What's even more surprising is that researchers are still uncovering new ways these dinosaur migrations have left their mark. Fossilized dinosaurs aren't the only pieces of history that tell us what went on all those years ago. Geologists spend their time working tirelessly to learn as much as possible through rocks, and a team of geologists came across something quite interesting when conducting a study on a series of rocks that turned up in a landscape far from where they originally belonged. How were these rocks found so far from their previous home? Well, studies show that dinosaurs are to blame.

Gastrolith stones originally found in Wisconsin turned up in Wyoming

In a study published in Terra Nova journal and cited in Live Science, it was discovered that gastroliths or pink quartzite that had been found in Wyoming originally came from Wisconsin, over 1,000 miles away. Josh Malone, lead researcher and graduate student in the Jackson School of Geosciences at the University of Texas Austin believes that these gastroliths were transported by way of dinosaurs. More specifically, in the dinosaur's stomach.

The study is evidence of one of the longest known dinosaur migrations. The pink quartzite that was found in Wyoming is usually only be found in sparse locations around the United States. The study in Terra Nova journal explains that sauropods most likely consumed these stones in an effort to assist their digestive tract before being transported during the animal's migration. The gastroliths were initially found by Malone and his father in mudstones while out in Wyoming. Being swallowed by these giant dinosaurs would likely explain the smooth surface of the stones after so many years, per The New York Times.

Researchers learned more about these stones by crushing them

Josh Malone and the rest of the research team learned that the pink quartzite rocks that had been discovered weren't found in proximity to dinosaur bones.
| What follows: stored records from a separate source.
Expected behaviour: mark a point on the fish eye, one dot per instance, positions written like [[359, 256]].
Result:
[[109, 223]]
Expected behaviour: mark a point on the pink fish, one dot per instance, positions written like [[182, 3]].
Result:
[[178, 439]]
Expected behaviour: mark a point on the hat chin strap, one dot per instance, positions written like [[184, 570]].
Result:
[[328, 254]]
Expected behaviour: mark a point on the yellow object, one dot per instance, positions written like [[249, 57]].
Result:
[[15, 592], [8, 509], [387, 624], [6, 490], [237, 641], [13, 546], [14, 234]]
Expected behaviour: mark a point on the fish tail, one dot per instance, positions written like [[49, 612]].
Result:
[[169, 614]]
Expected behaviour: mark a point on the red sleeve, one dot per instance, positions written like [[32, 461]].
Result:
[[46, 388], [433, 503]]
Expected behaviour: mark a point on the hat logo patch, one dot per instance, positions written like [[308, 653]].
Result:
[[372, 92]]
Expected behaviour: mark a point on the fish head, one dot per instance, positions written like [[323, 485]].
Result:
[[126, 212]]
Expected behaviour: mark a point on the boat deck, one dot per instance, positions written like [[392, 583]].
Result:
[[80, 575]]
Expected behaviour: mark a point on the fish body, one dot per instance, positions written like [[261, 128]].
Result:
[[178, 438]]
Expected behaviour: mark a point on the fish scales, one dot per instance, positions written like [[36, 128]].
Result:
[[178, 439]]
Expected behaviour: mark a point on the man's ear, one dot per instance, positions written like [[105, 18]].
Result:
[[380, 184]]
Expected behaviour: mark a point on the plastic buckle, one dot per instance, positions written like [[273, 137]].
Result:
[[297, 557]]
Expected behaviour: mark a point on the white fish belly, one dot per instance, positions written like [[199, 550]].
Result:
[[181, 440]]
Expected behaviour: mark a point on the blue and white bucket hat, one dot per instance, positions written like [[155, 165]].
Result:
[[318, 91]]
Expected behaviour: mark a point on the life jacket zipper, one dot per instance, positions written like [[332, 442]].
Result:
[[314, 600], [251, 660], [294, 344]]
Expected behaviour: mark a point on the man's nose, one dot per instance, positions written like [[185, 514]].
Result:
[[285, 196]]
To get a better understanding, the rocks were then crushed into a dust-like form to study the zircon crystals within. Zircon crystals are a tough substance that can withstand time. According to a National Geographic article, some zircon crystals are now nearly 4.4 billion years old, and the article describes them as ​​"tiny time capsules that retain the chemical fingerprints of this extremely early time."
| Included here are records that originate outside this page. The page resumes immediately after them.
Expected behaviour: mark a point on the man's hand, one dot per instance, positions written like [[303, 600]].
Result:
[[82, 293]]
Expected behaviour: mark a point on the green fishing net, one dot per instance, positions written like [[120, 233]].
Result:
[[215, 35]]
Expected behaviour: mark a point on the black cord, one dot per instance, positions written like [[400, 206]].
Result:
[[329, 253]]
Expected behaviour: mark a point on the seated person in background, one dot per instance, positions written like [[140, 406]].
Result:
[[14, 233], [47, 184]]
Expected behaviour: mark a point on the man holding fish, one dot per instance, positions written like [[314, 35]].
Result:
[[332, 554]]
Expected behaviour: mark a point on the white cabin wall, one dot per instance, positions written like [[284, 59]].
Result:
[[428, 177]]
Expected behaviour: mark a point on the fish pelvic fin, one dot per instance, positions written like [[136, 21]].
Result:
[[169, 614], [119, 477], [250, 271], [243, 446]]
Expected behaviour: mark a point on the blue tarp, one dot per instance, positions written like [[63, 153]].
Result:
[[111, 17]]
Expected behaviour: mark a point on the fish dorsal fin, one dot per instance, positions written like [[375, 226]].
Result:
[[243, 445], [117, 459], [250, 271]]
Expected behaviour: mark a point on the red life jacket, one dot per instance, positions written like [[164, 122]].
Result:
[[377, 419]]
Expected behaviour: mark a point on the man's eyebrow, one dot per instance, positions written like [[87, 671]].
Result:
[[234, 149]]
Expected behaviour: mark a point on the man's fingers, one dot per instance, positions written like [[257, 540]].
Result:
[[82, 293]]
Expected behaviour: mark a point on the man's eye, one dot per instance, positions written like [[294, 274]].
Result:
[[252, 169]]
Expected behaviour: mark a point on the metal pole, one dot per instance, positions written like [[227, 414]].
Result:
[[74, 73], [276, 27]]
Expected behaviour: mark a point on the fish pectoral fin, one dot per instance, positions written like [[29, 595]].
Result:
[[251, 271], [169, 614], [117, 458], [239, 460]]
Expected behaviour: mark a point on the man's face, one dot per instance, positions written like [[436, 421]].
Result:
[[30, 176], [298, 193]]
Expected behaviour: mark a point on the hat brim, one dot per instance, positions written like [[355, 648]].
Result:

These fingerprints allowed Malone's research team to learn that the age of the stones found in Wyoming matched the age of the rocks in Wisconsin. According to Malone, this finding led to the theory that these rocks were eaten by dinosaurs before a migration. "We used that to hypothesize that these rocks were ingested somewhere in southern Wisconsin and then transported to Wyoming in the belly of a dinosaur," Malone said via The New York Times.

While some remain skeptical on the subject, the rocks had to move somehow, and the theory has yet to be disproved. However, even if it is just a theory at this point, the study is what led Malone into the realm of geology, no doubt to make more new discoveries.